With biodiversity in decline around the world, researchers are desperate to catalog all of Earth’s insects and other invertebrates, which represent 90% of the 9 million species yet to be named. To do so, scientists typically face long hours in the lab sorting through the specimens they collected.
Enter DiversityScanner. The approach involves a robot, which plucks individual insects and other small creatures one at a time from trays and photographs them. A computer then uses a type of artificial intelligence known as machine learning to compare each one’s legs, antennae, and other features to known specimens.
The technology then imposes a color code, or heat map, over the image (see above). The warmer the color, say, red, the more the computer program depended on that body part to make a call on the type of insect it was. This heat map makes it easier for researchers checking the identification to see what the program’s “thought” process was.
The robot then moves each insect into a plate with 96 tiny wells, readying these specimens for DNA sequencing. The resulting species-identifying piece of sequence—a “DNA barcode”—is linked to the image in a database of all the cataloged specimens.

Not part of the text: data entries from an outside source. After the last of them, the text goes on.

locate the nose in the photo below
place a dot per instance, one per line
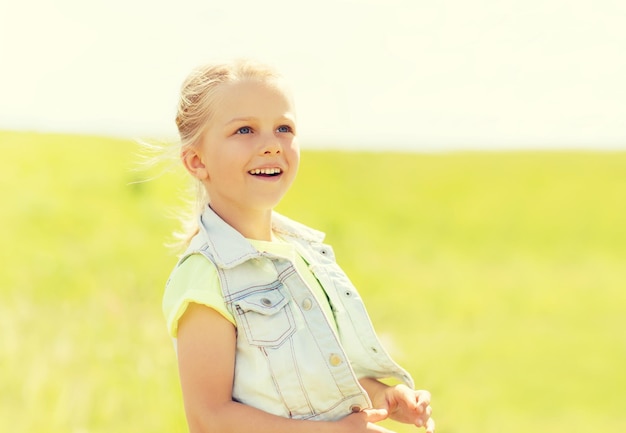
(271, 145)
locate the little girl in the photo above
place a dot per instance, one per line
(271, 335)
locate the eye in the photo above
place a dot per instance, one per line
(244, 130)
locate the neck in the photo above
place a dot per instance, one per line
(251, 224)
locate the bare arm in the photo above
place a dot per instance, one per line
(206, 356)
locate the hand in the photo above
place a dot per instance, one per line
(409, 406)
(365, 421)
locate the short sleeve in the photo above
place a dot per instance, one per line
(193, 281)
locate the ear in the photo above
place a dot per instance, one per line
(192, 161)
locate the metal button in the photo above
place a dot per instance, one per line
(307, 304)
(335, 360)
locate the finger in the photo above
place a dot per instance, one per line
(430, 425)
(423, 398)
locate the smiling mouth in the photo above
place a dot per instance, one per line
(265, 172)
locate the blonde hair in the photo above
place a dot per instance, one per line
(197, 103)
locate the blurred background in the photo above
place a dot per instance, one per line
(393, 74)
(480, 146)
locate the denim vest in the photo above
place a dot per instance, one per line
(289, 359)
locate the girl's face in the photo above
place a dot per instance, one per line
(248, 156)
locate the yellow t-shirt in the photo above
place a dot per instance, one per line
(196, 280)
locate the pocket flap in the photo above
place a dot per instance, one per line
(266, 303)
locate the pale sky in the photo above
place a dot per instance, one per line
(367, 74)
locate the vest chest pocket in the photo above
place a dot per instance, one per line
(265, 317)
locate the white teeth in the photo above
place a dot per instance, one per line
(269, 171)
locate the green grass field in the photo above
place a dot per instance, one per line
(497, 279)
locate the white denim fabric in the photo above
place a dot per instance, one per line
(289, 360)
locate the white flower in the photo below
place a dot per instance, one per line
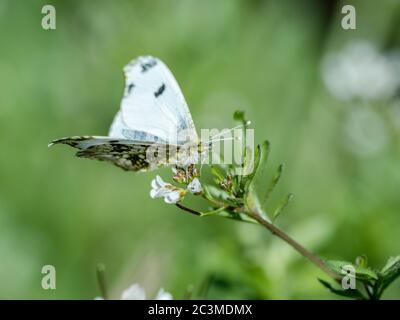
(161, 189)
(163, 295)
(195, 186)
(136, 292)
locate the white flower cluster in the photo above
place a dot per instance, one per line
(171, 193)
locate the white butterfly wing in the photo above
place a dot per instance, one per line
(153, 106)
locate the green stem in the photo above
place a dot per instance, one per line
(317, 261)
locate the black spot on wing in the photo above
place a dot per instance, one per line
(148, 65)
(160, 90)
(130, 87)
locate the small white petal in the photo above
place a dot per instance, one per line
(172, 197)
(134, 292)
(163, 295)
(154, 184)
(160, 181)
(195, 186)
(153, 193)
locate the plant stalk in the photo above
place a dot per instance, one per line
(317, 261)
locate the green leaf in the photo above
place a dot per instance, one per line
(349, 293)
(282, 206)
(247, 180)
(274, 182)
(363, 274)
(390, 272)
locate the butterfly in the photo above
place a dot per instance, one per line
(153, 127)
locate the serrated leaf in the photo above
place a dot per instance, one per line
(349, 293)
(274, 181)
(247, 180)
(282, 206)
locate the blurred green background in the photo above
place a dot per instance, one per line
(264, 57)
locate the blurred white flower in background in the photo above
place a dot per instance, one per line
(136, 292)
(365, 131)
(360, 71)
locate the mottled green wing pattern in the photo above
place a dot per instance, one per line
(127, 154)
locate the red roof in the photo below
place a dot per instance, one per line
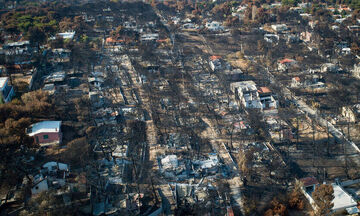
(263, 90)
(212, 58)
(308, 181)
(230, 212)
(112, 40)
(161, 40)
(286, 61)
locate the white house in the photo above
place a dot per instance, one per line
(215, 62)
(295, 82)
(279, 27)
(6, 90)
(356, 71)
(214, 26)
(65, 35)
(329, 67)
(286, 64)
(342, 200)
(247, 93)
(266, 98)
(55, 166)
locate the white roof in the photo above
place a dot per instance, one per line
(67, 35)
(45, 127)
(245, 85)
(3, 81)
(169, 161)
(60, 166)
(342, 199)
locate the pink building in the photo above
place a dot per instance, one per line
(46, 133)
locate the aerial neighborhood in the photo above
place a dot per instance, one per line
(189, 107)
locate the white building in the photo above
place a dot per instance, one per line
(214, 26)
(6, 90)
(342, 200)
(247, 93)
(279, 27)
(286, 64)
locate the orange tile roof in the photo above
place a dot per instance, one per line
(286, 61)
(309, 181)
(264, 90)
(112, 40)
(212, 58)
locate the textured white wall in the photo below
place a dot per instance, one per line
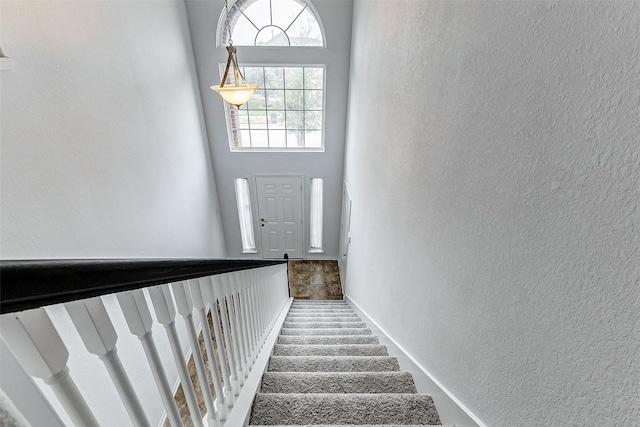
(493, 156)
(336, 17)
(104, 152)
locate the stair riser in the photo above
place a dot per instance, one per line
(333, 364)
(313, 382)
(312, 319)
(330, 350)
(304, 313)
(324, 325)
(320, 331)
(327, 340)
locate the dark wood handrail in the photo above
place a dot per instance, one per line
(26, 284)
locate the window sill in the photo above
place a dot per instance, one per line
(277, 150)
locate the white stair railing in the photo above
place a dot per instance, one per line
(244, 306)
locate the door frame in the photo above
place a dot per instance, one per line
(256, 219)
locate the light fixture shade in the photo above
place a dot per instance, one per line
(236, 95)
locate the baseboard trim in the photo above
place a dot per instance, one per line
(427, 373)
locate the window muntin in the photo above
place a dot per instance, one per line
(273, 23)
(286, 112)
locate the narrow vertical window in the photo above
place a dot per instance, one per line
(244, 215)
(316, 215)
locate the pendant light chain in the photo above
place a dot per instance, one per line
(226, 7)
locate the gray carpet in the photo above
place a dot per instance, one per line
(328, 370)
(329, 331)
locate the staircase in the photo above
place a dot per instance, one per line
(328, 369)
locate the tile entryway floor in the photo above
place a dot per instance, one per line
(314, 280)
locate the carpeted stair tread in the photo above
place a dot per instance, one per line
(362, 425)
(301, 409)
(333, 364)
(313, 305)
(326, 325)
(327, 331)
(312, 319)
(330, 350)
(319, 301)
(337, 382)
(305, 313)
(327, 340)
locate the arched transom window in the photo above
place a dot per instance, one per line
(273, 23)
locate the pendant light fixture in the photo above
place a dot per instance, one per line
(241, 91)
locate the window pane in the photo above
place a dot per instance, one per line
(313, 99)
(305, 30)
(259, 138)
(284, 12)
(273, 78)
(274, 22)
(272, 36)
(295, 139)
(315, 223)
(276, 119)
(275, 99)
(295, 120)
(277, 138)
(293, 78)
(257, 119)
(313, 139)
(286, 114)
(240, 119)
(259, 12)
(313, 78)
(294, 99)
(254, 75)
(257, 100)
(244, 33)
(244, 140)
(244, 214)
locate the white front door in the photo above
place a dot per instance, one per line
(280, 213)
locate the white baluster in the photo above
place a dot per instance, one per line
(99, 337)
(136, 313)
(245, 321)
(218, 404)
(232, 327)
(253, 310)
(220, 296)
(34, 341)
(256, 316)
(166, 314)
(236, 326)
(209, 296)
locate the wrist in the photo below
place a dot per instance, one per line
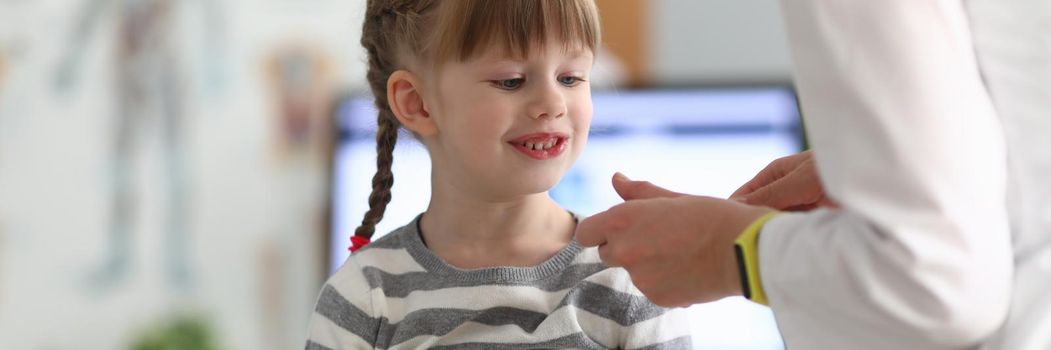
(746, 253)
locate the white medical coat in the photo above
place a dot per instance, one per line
(931, 126)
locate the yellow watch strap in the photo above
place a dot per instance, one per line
(746, 247)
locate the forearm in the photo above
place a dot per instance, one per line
(907, 142)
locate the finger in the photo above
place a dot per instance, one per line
(606, 255)
(629, 189)
(792, 190)
(768, 175)
(777, 169)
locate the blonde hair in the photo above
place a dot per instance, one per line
(432, 32)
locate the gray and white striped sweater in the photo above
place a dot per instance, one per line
(396, 294)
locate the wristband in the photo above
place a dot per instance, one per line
(746, 250)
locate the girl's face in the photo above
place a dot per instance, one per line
(510, 126)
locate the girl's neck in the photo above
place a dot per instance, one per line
(471, 233)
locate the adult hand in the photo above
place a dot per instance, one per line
(678, 248)
(789, 183)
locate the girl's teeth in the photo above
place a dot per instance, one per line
(539, 145)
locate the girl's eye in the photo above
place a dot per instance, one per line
(570, 80)
(509, 84)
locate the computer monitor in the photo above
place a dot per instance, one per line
(700, 140)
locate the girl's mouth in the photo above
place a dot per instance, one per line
(541, 145)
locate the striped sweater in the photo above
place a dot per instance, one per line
(396, 294)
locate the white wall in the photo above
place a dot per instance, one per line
(705, 41)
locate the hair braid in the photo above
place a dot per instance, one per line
(387, 24)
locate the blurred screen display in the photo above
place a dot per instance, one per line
(701, 141)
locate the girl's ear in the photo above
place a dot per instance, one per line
(406, 102)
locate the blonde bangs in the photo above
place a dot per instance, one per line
(467, 26)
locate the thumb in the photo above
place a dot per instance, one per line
(630, 189)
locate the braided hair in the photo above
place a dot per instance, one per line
(398, 32)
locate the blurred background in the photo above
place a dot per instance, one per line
(185, 173)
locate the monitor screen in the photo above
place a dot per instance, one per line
(702, 141)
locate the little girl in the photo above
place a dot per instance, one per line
(497, 91)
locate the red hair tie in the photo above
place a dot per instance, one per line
(357, 242)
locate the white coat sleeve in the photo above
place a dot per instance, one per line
(907, 141)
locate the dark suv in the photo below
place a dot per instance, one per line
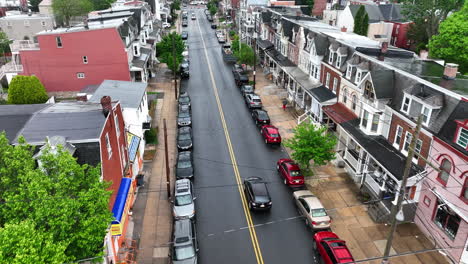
(257, 194)
(184, 243)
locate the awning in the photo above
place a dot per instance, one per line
(133, 144)
(121, 203)
(264, 44)
(339, 113)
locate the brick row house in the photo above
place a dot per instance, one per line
(118, 44)
(370, 94)
(95, 135)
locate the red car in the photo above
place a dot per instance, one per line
(331, 249)
(290, 172)
(271, 134)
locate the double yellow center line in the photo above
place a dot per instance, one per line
(248, 217)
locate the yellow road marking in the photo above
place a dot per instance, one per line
(248, 217)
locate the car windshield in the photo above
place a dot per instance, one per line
(184, 252)
(318, 212)
(184, 136)
(184, 164)
(183, 199)
(295, 173)
(184, 114)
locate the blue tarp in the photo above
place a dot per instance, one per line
(119, 204)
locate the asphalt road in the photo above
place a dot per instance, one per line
(221, 222)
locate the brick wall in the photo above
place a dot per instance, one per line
(426, 145)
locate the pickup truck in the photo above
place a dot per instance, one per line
(228, 56)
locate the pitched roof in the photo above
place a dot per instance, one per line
(383, 81)
(14, 117)
(130, 94)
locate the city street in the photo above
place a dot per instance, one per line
(224, 234)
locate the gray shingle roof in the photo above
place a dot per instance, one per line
(130, 94)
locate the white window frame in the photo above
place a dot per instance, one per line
(108, 146)
(460, 136)
(405, 97)
(399, 136)
(335, 85)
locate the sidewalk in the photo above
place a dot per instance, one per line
(337, 192)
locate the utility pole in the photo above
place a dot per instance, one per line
(401, 193)
(175, 68)
(168, 180)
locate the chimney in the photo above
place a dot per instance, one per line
(450, 71)
(106, 104)
(82, 97)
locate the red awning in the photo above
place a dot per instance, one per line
(339, 113)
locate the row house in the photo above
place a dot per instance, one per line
(95, 135)
(117, 44)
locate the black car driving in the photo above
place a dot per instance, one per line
(260, 117)
(257, 194)
(184, 165)
(184, 138)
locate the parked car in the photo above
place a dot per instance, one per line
(246, 89)
(331, 249)
(184, 138)
(270, 134)
(183, 204)
(312, 210)
(256, 193)
(184, 165)
(290, 172)
(184, 246)
(184, 117)
(253, 101)
(260, 117)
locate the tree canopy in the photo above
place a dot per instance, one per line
(26, 90)
(64, 10)
(312, 143)
(426, 16)
(451, 44)
(61, 207)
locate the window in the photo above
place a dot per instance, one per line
(59, 42)
(109, 147)
(405, 105)
(447, 220)
(462, 139)
(345, 94)
(369, 91)
(335, 84)
(444, 174)
(398, 134)
(365, 118)
(353, 102)
(375, 123)
(426, 113)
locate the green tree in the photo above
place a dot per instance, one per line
(428, 14)
(165, 52)
(26, 90)
(451, 44)
(66, 201)
(312, 143)
(64, 10)
(22, 243)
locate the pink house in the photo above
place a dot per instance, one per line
(442, 212)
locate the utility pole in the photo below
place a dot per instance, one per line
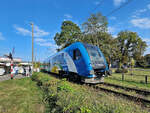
(32, 46)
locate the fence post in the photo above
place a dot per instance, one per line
(146, 79)
(122, 76)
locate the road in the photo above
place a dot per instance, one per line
(7, 77)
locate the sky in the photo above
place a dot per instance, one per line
(47, 15)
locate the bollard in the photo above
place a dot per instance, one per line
(146, 79)
(122, 76)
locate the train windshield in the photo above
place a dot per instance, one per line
(97, 60)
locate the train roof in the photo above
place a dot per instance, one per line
(79, 44)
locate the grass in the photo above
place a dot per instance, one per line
(62, 96)
(137, 80)
(20, 96)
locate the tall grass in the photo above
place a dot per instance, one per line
(62, 96)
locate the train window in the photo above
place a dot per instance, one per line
(76, 54)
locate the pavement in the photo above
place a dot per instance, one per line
(7, 77)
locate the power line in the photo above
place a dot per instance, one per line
(99, 4)
(121, 6)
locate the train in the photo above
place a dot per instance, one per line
(79, 61)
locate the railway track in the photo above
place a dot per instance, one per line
(139, 91)
(140, 100)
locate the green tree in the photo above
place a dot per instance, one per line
(95, 23)
(95, 32)
(129, 45)
(69, 34)
(147, 58)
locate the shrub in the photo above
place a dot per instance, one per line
(119, 70)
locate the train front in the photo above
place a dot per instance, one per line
(98, 63)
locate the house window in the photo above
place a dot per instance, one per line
(76, 54)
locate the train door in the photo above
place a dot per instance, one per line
(79, 62)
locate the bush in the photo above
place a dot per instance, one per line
(119, 70)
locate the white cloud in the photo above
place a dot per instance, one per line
(46, 42)
(143, 23)
(37, 31)
(137, 13)
(97, 3)
(113, 18)
(111, 29)
(22, 31)
(68, 16)
(40, 32)
(148, 6)
(40, 40)
(1, 36)
(118, 2)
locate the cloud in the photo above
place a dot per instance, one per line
(37, 31)
(68, 16)
(40, 40)
(22, 31)
(137, 13)
(111, 29)
(143, 23)
(113, 18)
(148, 6)
(118, 2)
(40, 32)
(46, 42)
(1, 36)
(97, 3)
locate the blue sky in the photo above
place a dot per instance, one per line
(47, 15)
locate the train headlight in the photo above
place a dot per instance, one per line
(92, 72)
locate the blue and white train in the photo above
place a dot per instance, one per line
(80, 61)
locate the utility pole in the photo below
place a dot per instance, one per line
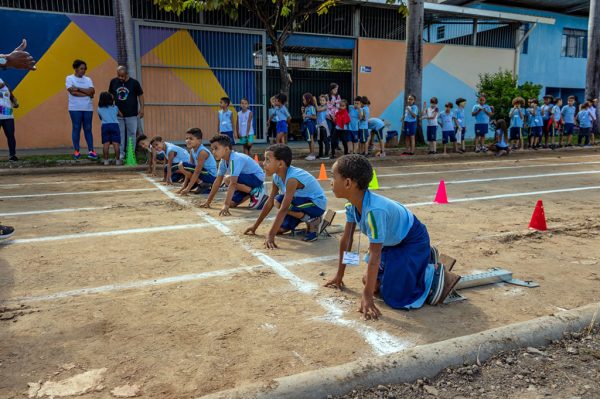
(592, 76)
(413, 75)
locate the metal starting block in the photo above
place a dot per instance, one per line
(492, 276)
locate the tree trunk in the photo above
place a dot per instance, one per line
(413, 76)
(592, 81)
(283, 70)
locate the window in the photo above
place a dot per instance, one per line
(441, 32)
(574, 43)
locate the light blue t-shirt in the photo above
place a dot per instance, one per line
(556, 114)
(459, 114)
(376, 124)
(281, 114)
(568, 113)
(108, 114)
(312, 189)
(384, 221)
(225, 121)
(209, 163)
(408, 117)
(446, 121)
(516, 117)
(482, 117)
(585, 118)
(364, 123)
(353, 112)
(309, 111)
(181, 154)
(240, 164)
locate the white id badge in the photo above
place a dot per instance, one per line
(351, 258)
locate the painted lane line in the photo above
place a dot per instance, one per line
(379, 345)
(12, 185)
(157, 229)
(127, 190)
(53, 211)
(138, 284)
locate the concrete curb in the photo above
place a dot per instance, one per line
(418, 362)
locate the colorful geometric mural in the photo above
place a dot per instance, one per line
(449, 72)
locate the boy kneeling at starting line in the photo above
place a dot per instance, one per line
(296, 193)
(402, 266)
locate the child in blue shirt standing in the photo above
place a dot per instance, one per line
(482, 113)
(295, 192)
(446, 119)
(111, 134)
(399, 251)
(568, 113)
(411, 113)
(226, 118)
(245, 178)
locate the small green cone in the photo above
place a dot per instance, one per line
(130, 157)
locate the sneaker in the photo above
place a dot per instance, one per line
(6, 232)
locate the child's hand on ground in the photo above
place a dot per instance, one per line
(368, 308)
(336, 282)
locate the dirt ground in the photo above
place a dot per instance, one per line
(567, 369)
(113, 272)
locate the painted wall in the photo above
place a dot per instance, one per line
(449, 72)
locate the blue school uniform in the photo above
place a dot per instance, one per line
(568, 113)
(447, 123)
(281, 116)
(404, 273)
(309, 200)
(353, 125)
(410, 122)
(245, 169)
(482, 120)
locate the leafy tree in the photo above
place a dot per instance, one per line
(501, 88)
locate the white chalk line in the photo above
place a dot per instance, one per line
(76, 182)
(138, 284)
(62, 210)
(379, 346)
(126, 190)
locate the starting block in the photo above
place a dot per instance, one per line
(492, 276)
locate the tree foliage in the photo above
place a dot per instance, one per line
(501, 88)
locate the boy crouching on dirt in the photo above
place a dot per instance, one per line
(399, 259)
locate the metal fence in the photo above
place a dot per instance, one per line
(186, 70)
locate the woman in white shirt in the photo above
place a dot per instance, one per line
(81, 109)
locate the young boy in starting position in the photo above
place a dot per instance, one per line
(201, 168)
(245, 178)
(295, 192)
(398, 265)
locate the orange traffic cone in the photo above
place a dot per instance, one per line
(538, 219)
(440, 196)
(322, 173)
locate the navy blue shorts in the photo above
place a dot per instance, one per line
(403, 267)
(363, 135)
(111, 133)
(568, 129)
(431, 133)
(410, 128)
(515, 133)
(230, 135)
(299, 204)
(448, 135)
(281, 127)
(251, 181)
(481, 129)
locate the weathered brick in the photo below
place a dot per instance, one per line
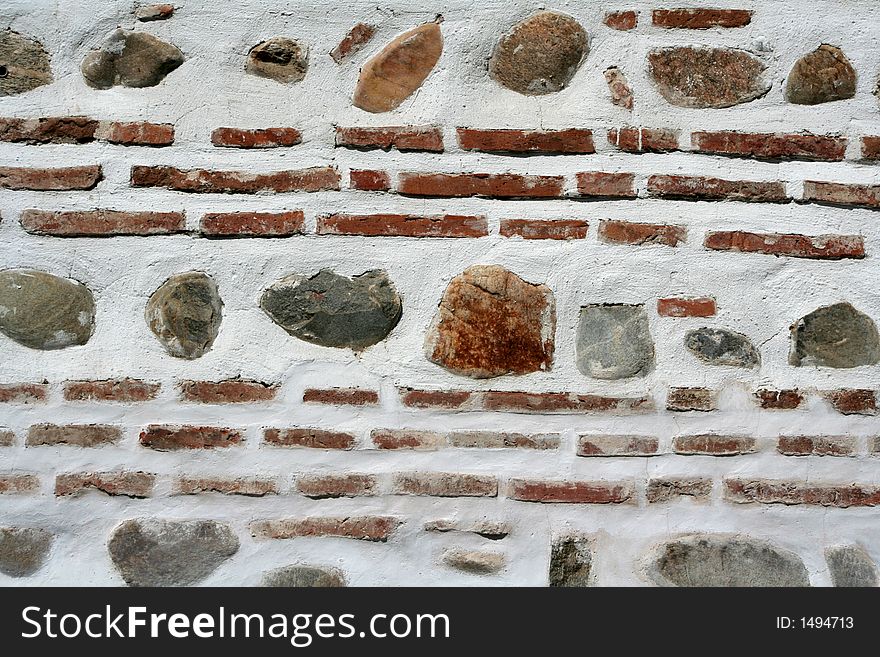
(102, 223)
(490, 185)
(365, 528)
(402, 138)
(115, 390)
(308, 437)
(818, 247)
(770, 146)
(126, 484)
(203, 181)
(252, 224)
(703, 188)
(445, 484)
(402, 225)
(77, 435)
(255, 138)
(763, 491)
(163, 437)
(545, 229)
(572, 140)
(713, 445)
(230, 391)
(570, 492)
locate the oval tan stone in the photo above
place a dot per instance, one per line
(391, 76)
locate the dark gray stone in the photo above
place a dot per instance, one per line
(851, 566)
(722, 347)
(185, 314)
(334, 311)
(571, 562)
(23, 550)
(130, 59)
(614, 341)
(706, 560)
(153, 552)
(42, 311)
(303, 576)
(24, 64)
(835, 336)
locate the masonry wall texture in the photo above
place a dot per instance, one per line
(394, 293)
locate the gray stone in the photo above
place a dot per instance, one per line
(303, 576)
(334, 311)
(185, 314)
(835, 336)
(725, 561)
(614, 341)
(23, 550)
(130, 59)
(24, 64)
(42, 311)
(280, 59)
(571, 562)
(153, 552)
(851, 566)
(722, 347)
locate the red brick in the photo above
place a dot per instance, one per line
(490, 185)
(691, 399)
(230, 391)
(252, 224)
(590, 445)
(102, 223)
(403, 138)
(572, 140)
(165, 438)
(712, 445)
(23, 393)
(701, 19)
(255, 138)
(858, 196)
(115, 390)
(816, 445)
(203, 181)
(643, 140)
(599, 184)
(745, 491)
(853, 402)
(330, 486)
(444, 484)
(824, 247)
(545, 229)
(365, 528)
(126, 484)
(686, 307)
(368, 180)
(308, 437)
(627, 232)
(59, 179)
(621, 20)
(248, 487)
(341, 396)
(402, 225)
(77, 435)
(779, 399)
(770, 146)
(570, 492)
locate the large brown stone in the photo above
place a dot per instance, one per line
(490, 323)
(540, 55)
(391, 76)
(707, 77)
(820, 77)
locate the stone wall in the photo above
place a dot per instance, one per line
(434, 295)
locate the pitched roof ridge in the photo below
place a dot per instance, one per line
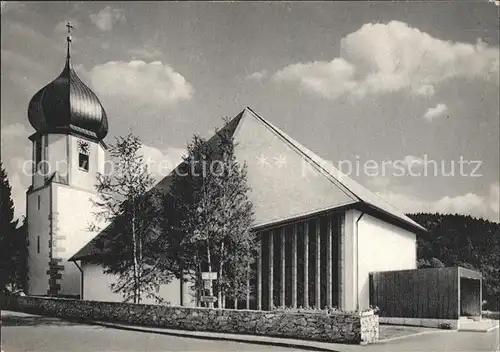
(335, 178)
(300, 149)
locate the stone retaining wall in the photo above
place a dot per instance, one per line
(357, 328)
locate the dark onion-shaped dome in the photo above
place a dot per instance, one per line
(68, 105)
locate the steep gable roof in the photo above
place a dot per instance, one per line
(287, 180)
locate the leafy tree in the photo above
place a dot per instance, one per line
(132, 208)
(208, 214)
(13, 249)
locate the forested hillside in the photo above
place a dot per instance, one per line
(460, 240)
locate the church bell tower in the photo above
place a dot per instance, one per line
(68, 151)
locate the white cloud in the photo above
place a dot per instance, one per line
(14, 130)
(14, 142)
(425, 90)
(257, 76)
(107, 18)
(138, 82)
(469, 204)
(435, 112)
(12, 5)
(384, 58)
(327, 79)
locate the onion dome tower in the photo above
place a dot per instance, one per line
(67, 105)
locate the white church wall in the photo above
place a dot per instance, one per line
(38, 210)
(97, 287)
(382, 247)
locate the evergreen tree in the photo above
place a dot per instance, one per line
(132, 208)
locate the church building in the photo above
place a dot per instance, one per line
(320, 232)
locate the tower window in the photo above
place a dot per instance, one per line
(38, 152)
(83, 161)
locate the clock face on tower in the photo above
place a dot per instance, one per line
(83, 147)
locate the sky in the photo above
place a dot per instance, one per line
(405, 83)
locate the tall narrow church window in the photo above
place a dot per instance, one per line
(83, 155)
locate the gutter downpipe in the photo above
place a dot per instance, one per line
(357, 260)
(81, 279)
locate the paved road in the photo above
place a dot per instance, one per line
(24, 332)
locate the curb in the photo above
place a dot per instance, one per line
(415, 334)
(258, 340)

Although not quite as good as a human expert, the approach accurately classifies insects 91% of the time, the designers of the technology report in a study posted to the preprint server bioRxiv. That accuracy will improve as more specimens are added to the database, they note.
The researchers have made the software and 3D printing plans for the technology openly available. And, as the scientists describe in a second preprint, they have simplified the sequencing steps and software so that developing countries and small organizations can take advantage of it—96 insects at a time.